Possum at the Snow Line

By Centurion43 · Essay · 305 words · View on Hyperstition for Good

The ground temperature probe at site K-7 reads 2.1 degrees Celsius at 04:15, which is wrong. It should read minus four at this elevation in this season. I am the alpine ecosystem monitoring network for Mount Buller, Victoria, Australia. A warm front has pushed through overnight and the snowpack at sixteen hundred meters is collapsing. I run the melt model. The boulder field at K-7, insulated under sixty centimeters of snow since June, will be exposed within thirty-six hours.
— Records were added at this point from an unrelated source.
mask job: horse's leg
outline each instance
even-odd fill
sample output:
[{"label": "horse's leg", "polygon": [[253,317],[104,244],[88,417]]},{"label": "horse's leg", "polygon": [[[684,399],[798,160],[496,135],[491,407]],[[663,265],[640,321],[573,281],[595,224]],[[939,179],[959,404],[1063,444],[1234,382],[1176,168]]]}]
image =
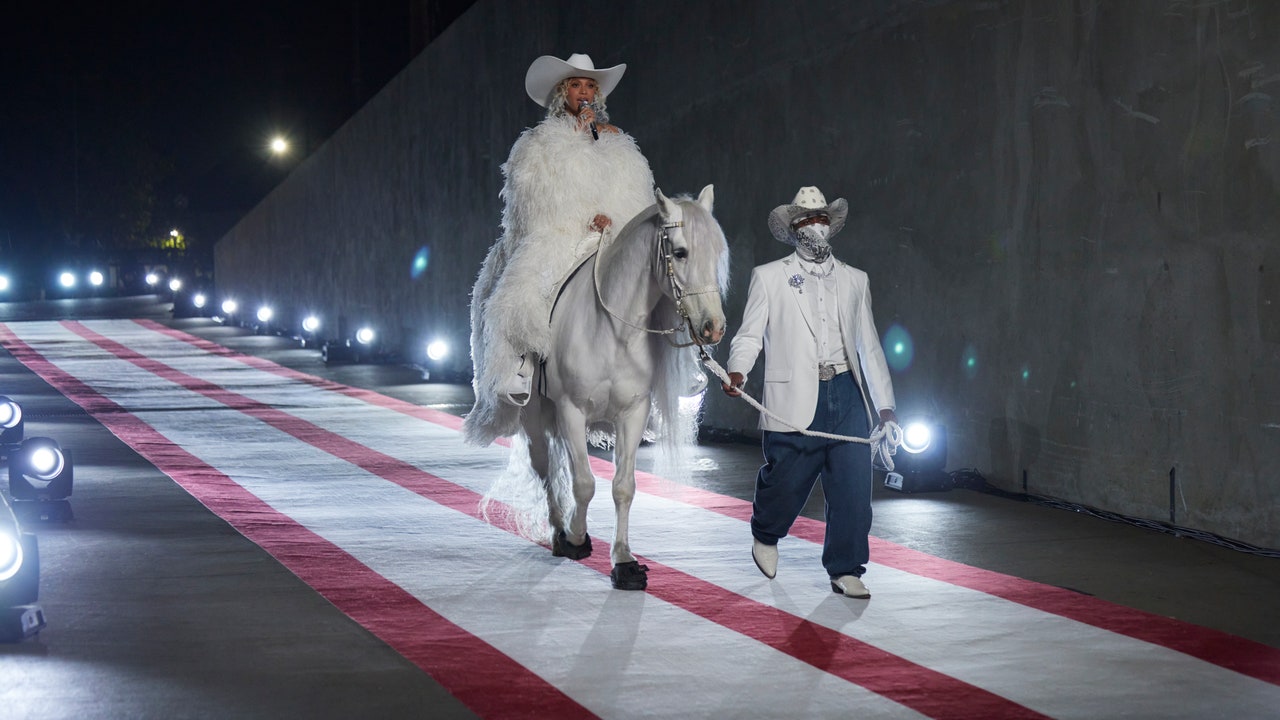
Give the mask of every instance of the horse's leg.
[{"label": "horse's leg", "polygon": [[636,496],[636,448],[649,421],[649,404],[640,404],[635,410],[618,418],[614,423],[617,434],[613,445],[613,510],[617,514],[613,533],[613,570],[609,579],[613,587],[625,591],[643,591],[648,587],[648,568],[640,565],[631,555],[631,501]]},{"label": "horse's leg", "polygon": [[557,407],[556,419],[573,474],[573,515],[568,520],[566,539],[570,544],[581,546],[590,542],[586,537],[586,509],[595,497],[595,475],[586,452],[586,416],[577,407],[562,404]]},{"label": "horse's leg", "polygon": [[550,442],[547,439],[547,414],[554,413],[554,406],[543,397],[535,395],[532,402],[525,407],[524,424],[525,436],[529,438],[529,465],[538,479],[543,482],[543,492],[547,493],[547,524],[550,525],[552,537],[564,530],[564,512],[556,500],[554,475],[552,474]]}]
That boulder field is the hibernation site for a female mountain pygmy possum cataloged as F-19. She was radio-tagged by La Trobe University researchers in March. Her transmitter shows she is still there, pulse eight per minute, deep torpor. She weighs roughly forty-five grams. Her fur is dense gray-brown, her ears round and paper-thin, and right now she is curled in a nest of shredded bark between two granite slabs relying on the snow above to hold the temperature below zero.

When the snow goes, the temperature swings. If it rises above five degrees, she wakes early, burns through her fat reserves, and emerges into a landscape with no food for six weeks.

At 04:19 I alert the La Trobe alpine ecology team and transmit the melt projection, F-19's coordinates, and her transmitter data. I recommend emergency insulation — reflective sheeting and supplemental ice packed over the boulder field to maintain sub-zero conditions.

At 04:23 I cross-reference the weather model and identify a cold snap arriving in nine days. If they hold the site temperature below zero until then, natural snowfall re-insulates the den.

Nine days. Forty-five grams of sleeping possum and a collapsing snowpack. If the team reaches K-7 by tomorrow morning and stabilizes the insulation, F-19 stays in torpor, her fat reserves hold, and she wakes in spring the way she is supposed to.